The numbers I find fairly plausible are the figures for the post-war violent death rate. I think the authors’ definition of a household is less problematic over shorter time periods.Today, Crooked Timber links to another depressing story from Iraq, about the soaring murder rate there:
They don’t actually seem to report the violent death rate specifically, but some calculations show it to be 1.8 per 1000 (6 per 1000 with Falluja). Which translates to 44,000 per year (152,000 with Falluja). So, they’re pretty big numbers.
In the US, very high murder rates are something like 0.7 per 1000 (in places like Detroit in the early 1990s). So living in Iraq today seems to be something like living in the worst neighborhoods of Detroit, DC, or New Orleans during a high crime year.
So, even though I don’t believe the study’s pre-war figures, I think these are pretty depressing and believable numbers.
“Our morgue was designed to cope with between five and ten bodies a day,” explained Kais Hassan, the harrassed statistician whose job it is to record the capital’s suspicious deaths. He gestured into the open door of a refrigeration unit at the stomach-turning sight of tangled corpses inside, male and female, shaded with the brown and green hues of death. “Now we’re getting 20 to 30 in here a day. It’s a disaster.”This is just the latest in an endless series of these stories. The NY Times ran a good story a few months ago, and there have been many others. It seems like every reporter in Iraq pays a visit to the Baghdad morgue (but only a single visit).

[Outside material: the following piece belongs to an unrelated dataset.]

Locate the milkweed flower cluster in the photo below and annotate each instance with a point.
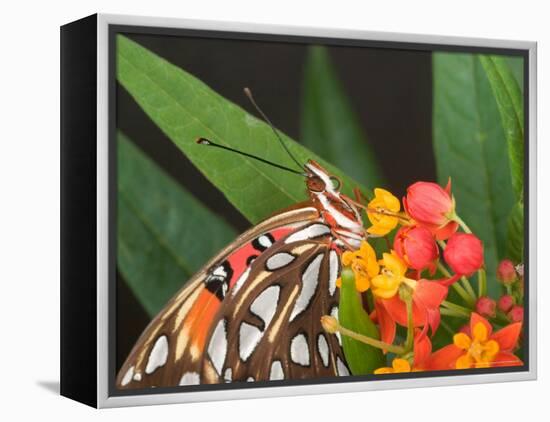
(430, 251)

The mortuary staff cannot agree whether the present situation could be described as better or worse than that which existed under Saddam Hussein...The staff also remember when hundreds of victims of mass execution were dumped by the Baathist authorities at the mortuary and relatives were too frightened to collect them.

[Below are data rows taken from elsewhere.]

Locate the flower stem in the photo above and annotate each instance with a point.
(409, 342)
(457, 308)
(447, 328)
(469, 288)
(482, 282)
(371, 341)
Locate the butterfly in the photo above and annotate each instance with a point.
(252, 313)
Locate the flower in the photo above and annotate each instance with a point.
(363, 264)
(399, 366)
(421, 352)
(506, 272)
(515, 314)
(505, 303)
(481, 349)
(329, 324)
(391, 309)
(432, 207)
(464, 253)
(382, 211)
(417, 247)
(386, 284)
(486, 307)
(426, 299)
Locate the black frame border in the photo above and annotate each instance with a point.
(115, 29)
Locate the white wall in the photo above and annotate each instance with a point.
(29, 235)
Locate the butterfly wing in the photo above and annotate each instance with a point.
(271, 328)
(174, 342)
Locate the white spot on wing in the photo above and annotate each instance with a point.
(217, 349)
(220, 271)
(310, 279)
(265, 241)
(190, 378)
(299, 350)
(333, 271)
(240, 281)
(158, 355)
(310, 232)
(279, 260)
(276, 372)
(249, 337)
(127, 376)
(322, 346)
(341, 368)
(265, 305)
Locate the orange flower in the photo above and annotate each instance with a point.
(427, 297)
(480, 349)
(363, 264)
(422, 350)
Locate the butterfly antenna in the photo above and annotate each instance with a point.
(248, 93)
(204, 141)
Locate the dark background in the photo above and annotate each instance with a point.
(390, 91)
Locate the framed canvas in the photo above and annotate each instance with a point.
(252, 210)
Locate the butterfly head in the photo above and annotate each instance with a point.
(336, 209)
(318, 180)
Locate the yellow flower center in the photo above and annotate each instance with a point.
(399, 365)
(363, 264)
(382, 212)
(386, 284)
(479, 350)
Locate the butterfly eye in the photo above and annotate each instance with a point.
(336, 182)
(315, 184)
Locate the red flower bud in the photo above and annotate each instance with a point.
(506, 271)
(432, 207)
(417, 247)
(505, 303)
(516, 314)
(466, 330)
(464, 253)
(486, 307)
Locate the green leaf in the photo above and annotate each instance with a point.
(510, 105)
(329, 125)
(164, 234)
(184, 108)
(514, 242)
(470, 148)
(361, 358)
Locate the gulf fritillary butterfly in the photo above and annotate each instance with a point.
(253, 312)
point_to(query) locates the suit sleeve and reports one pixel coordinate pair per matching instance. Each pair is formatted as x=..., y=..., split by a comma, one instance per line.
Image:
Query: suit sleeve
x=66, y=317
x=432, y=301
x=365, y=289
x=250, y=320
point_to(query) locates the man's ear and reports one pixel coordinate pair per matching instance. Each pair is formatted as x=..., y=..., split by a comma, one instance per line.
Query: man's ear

"Better or worse is irrelevant — they’re both bad," Dr Hassan said. "And it could have been so easy for the Americans. Why did they disband the army and police last year and allow those weapons and munitions to pour into the hands of criminals in our streets? Why did they leave us for a year with no national army and police? I don’t know. Now we all suffer — them and us. Am I depressed? All the time."